Luckily, you can’t observe roman candles destroying your computer or file systems changing access times from within pure code.
[…] you can’t observe roman candles destroying your computer or file systems changing access times from within pure code.
[…] because you cannot observe it from pure code.
Since pure code also cannot observe the side effects of their use, wouldn’t that imply unsafe
I/O entities can be used anywhere?
No, you can do some things that are observable, e.g.:
ref = unsafePerformIO (newIORef True)
set x = unsafePerformIO (writeIORef ref x)
get = unsafePerformIO (readIORef ref)
On their own get
and set
are relatively harmless. And the ref
is even a common practice. But having the ability to both set and get a mutable value means that you now have the ability to observe the effects.
Similarly, you could imagine having an SMT solver function and having a function that gets the list of running processes, both using unsafePerformIO
. The latter can observe the effects of the former, so this is unsafe.

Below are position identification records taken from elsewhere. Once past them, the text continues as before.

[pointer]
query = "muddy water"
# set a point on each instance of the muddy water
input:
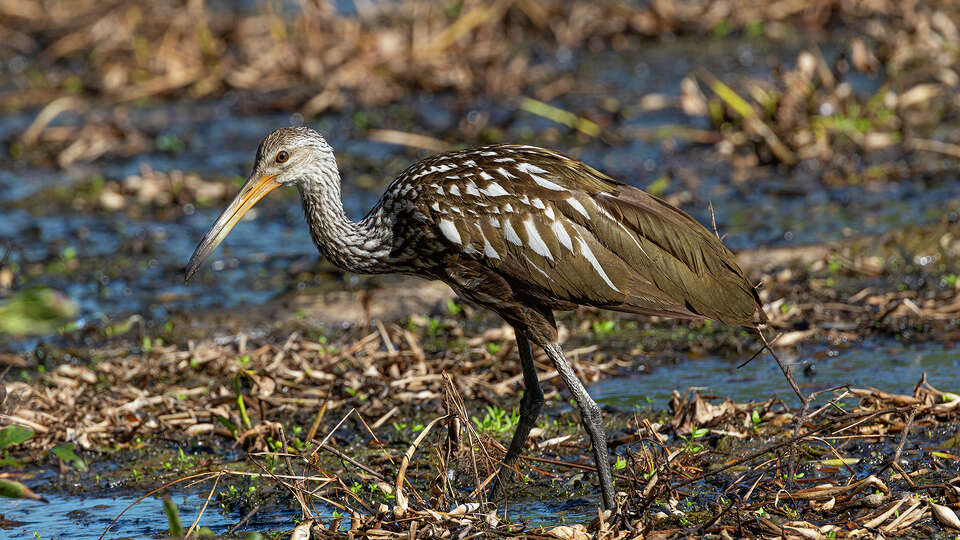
(87, 517)
(900, 368)
(133, 265)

Also, in this situation the list of running process probably changes all the time, so that is a problem all on its own.
On their own
get
andset
are relatively harmless. […]
…harmless or useless?
-
ref = return () set _ = return ()
-
ref = return () get = return True
Similarly, you could imagine having an SMT solver function and having a function that gets the list of running processes, both using
unsafePerformIO
. The latter can observe the effects of the former, so this is unsafe. […]
Consider the situation where that SMT solver and working-process monitor are in two separate third-party libraries: by themselves in each library, their effects are “benign”. But what if you need those two libraries in your new program?

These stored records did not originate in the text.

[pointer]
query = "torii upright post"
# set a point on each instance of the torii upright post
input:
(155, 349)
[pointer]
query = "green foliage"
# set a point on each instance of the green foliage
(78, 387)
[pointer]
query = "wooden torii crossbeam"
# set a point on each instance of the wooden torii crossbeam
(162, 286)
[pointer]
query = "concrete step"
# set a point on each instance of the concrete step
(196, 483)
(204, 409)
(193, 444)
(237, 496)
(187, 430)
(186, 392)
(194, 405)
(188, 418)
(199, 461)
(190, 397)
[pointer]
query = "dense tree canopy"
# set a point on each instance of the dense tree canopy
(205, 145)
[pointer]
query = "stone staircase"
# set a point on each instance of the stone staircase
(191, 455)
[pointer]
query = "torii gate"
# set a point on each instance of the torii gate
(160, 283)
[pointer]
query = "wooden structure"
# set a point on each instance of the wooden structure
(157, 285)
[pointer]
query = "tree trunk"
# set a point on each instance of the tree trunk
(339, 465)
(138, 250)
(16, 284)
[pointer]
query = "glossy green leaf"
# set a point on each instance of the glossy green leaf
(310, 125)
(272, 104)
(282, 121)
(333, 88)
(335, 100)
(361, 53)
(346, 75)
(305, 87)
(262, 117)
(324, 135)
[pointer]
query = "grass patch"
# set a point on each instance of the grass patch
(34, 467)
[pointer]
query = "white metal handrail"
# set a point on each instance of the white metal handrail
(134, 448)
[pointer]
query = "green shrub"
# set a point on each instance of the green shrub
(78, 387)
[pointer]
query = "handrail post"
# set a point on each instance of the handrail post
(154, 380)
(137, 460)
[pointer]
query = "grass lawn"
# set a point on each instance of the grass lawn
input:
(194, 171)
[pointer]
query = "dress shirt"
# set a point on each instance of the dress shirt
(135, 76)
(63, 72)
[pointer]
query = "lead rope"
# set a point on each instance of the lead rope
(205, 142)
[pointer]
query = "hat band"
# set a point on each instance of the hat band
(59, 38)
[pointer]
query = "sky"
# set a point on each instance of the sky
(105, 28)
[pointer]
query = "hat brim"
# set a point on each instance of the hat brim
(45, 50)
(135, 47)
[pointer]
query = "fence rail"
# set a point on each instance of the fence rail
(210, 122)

Now imagine if every library could potentially have its own "benign" use of an unsafe
I/O entity…
A strange game.
The only winning move is
not to play.How about a nice game of chess?
True, to get modularity, modules have to communicate which assumptions they make about the use of unsafePerformIO
in rest of the program.
Then it makes sense to make an explicit model of the larger system and to use that to specify which things you consider side effects. For example, do you consider creating a new process a side effect or not? In that sense @cdsmith’s suggestion above seems more principled and modular.
Now I’m also wondering, a use of unsafePerformIO
that is often considered safe is if all the side effects are encapsulated. For example, if you deallocate or freeze all mutable arrays before leaving the scope of unsafePerformIO
. Or in the process example, if the process finishes before leaving the scope of unsafePerformIO
.
One problem with that is that the created process might still be observable if other code is running concurrently.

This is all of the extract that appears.